The latest installment in the venerable slasher movie franchise started by John Carpenter in 1978 promises to be the last for the boogeyman and franchise star Jamie Lee Curtis.

I’ll believe it when I see it.

Hollywood is not known for its modesty and particularly does not like leaving money on the proverbial table. Studios bank on sequels with their built-in name recognition.
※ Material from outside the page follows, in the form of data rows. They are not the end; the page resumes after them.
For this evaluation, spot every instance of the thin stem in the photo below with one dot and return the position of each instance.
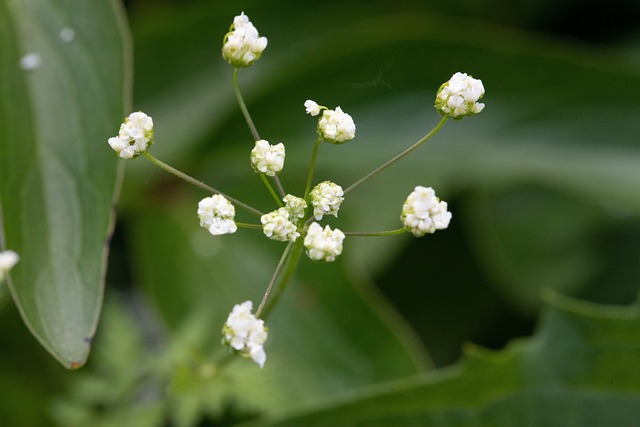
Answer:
(399, 156)
(290, 267)
(271, 190)
(312, 166)
(243, 107)
(274, 278)
(197, 183)
(279, 186)
(250, 226)
(375, 233)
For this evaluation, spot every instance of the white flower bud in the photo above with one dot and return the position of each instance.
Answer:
(295, 205)
(277, 226)
(267, 158)
(246, 334)
(423, 212)
(336, 126)
(242, 45)
(312, 107)
(326, 199)
(217, 214)
(323, 244)
(135, 136)
(459, 97)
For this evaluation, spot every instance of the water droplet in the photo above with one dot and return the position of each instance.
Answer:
(67, 35)
(30, 61)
How else would you explain such awful feature films like “Deuce Bigelow: European Gigolo”?

Halloween Roundup.jpg
Pumpkins are lit up at Northland Arboretum during the haunted trail of years past.
Kelly Humphrey / Brainerd Dispatch

The “Halloween” horror franchise has collectively grossed more than $773 million at the box office worldwide after the release of the 10th sequel “Halloween” in 2018, a direct sequel and ret-con to Carpenter’s motion picture of the same name that came out in 1978.
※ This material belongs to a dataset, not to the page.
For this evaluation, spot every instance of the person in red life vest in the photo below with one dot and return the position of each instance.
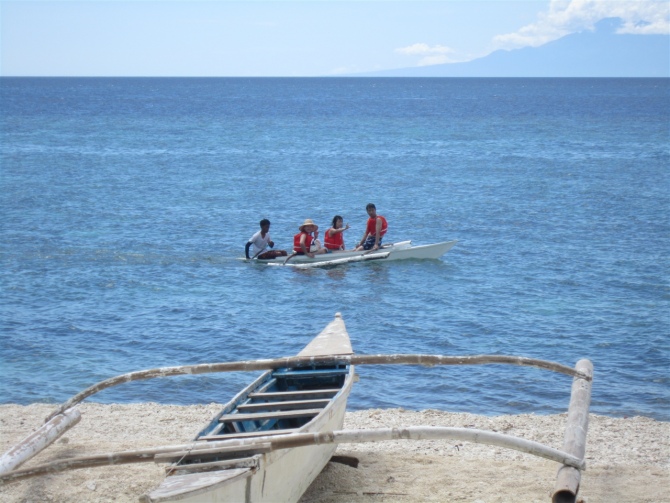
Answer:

“Halloween Ends” is the 13th installment in the series — for those of you keeping, or who have lost, count — and the end of the trilogy first introduced by director David Gordon Green in 2018.

“Halloween Ends” begins in 2019 with what appears to be a truly tragic death involving another babysitter other than Strode, who is played again by Curtis, in the two-hour movie playing at Lakes 12 Theatre in Baxter and Sunset Cinema in Jenkins.

Curtis’ first role in a movie was as a teen in Carpenter’s “Halloween” in 1978. But in “Halloween Ends,” Strode is now a grandmother and more than four decades have passed since she was first stalked by Myers in the fictional town of Haddonfield, Illinois.

Rohan Campbell plays Corey Cunningham, the young man implicated in the death of a child he was supposed to babysit and whose once-promising life goes off the rails after the fatality on Halloween night in 2019.

Flash forward a few years and Strode is at a better place in her life in “Halloween Ends” even though Myers mysteriously disappeared at the end of last year’s “Halloween Kills.” She is working through her trauma and the death of her daughter and son-in-law by writing a memoir.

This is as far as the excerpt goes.